TORAJA UTARA – Butuh miliaran rupiah untuk menuntaskan seluruh rangkaian upacara kematian di Toraja. Namun, bagi warga Toraja, ini adalah bentuk pengabdian terhadap leluhur mereka.

Rambu Solo’ adalah upacara kematian yang dilestarikan hingga kini secara turun temurun sejak orang Toraja masih memeluk kepercayaan Aluk To Dolo (kepercayaan orang Toraja sebelum Kristen masuk di Toraja).

Selain itu, Rambu Solo’ juga menjadi salah satu daya tarik bagi wisatawan nusantara dan mancanegara. Seperti Rambu Solo’ yang diadakan untuk Y.Toban Tiranda di Tongkonan To’ Kombong Tua, Pangala Rinding Allo, Limbong, Toraja Utara, Selasa (20/06/2017).

Jenazah Y.Toban Tiranda yang akrab disapa Nenek Dilan dipindahkan dari Tongkonan (Rumah Adat Toraja) ke sebuah menara yang disebut Lakkean oleh keluarga serta warga setempat pada hari pertama Rambu Solo’ berlangsung. Lakkean ini dibangun di atas tanah dimana Rambu Solo’ dilaksanakan.

Pada hari kedua, pihak keluarga menerima kehadiran para tamu yang datang dari berbagai tempat yang masih mempunyai hubungan yang erat dengan keluarga mendiang.

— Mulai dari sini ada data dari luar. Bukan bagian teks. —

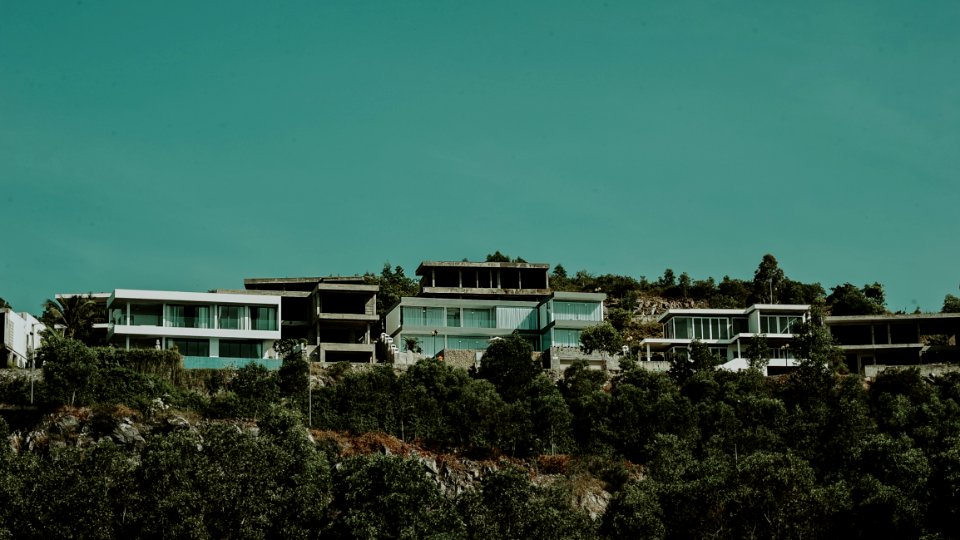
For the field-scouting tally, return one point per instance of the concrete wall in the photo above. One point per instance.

Rambu Solo’ di Tongkonan To’ Kombong Tua itu berlangsung sekira 4 hari dan tentunya menghabiskan biaya yang tidak sedikit. Ada sekitar 15 ekor kerbau pilihan dan 50 ekor babi yang dipersembahkan.

Dihari ketiga , pihak keluarga melaksanakan kegiatan Mantunu Tedong (Kegiatan penyembelihan kerbau yang umum dilakukan di Toraja pada saat mengadakan Rambu Solo’). Semua kerbau yang telah disiapkan oleh pihak keluarga disembelih yang dalam kepercayaan orang Toraja bahwa kerbau-kerbau yang disembelih itu nantinya akan menjadi kendaraan jenazah dalam perjalanan menuju Puya (akhirat). Kegiatan Mantunu Tedong ini umumnya dilakukan sehari sebelum pemakaman.

“Selain pengabdian kepada leluhur, kami juga berharap hal ini bisa menjadi tolak ukur agar kami senantiasa menjalin kerja sama yang baik dan menjaga kerukunan serta keakraban bersama rumpun keluarga.” ,ungkap Djeni Tiranda, keponakan Y.Toban Tiranda.

Mendiang Y.Toban Tiranda meninggal dalam usia 76 tahun pada 5 Agustus 2016 dan disemayamkan selama 10 bulan sebelum Rambu Solo’ dilaksanakan. Semasa hidupnya dia adalah seorang Purnakaria  Agraria (Pertanahan). Y.Toban Tiranda yang dikaruniai 7 orang anak dan 6 orang cucu itu juga pernah mengabdi sebagai seorang pelatih sepak bola dan atlet lari untuk Toraja.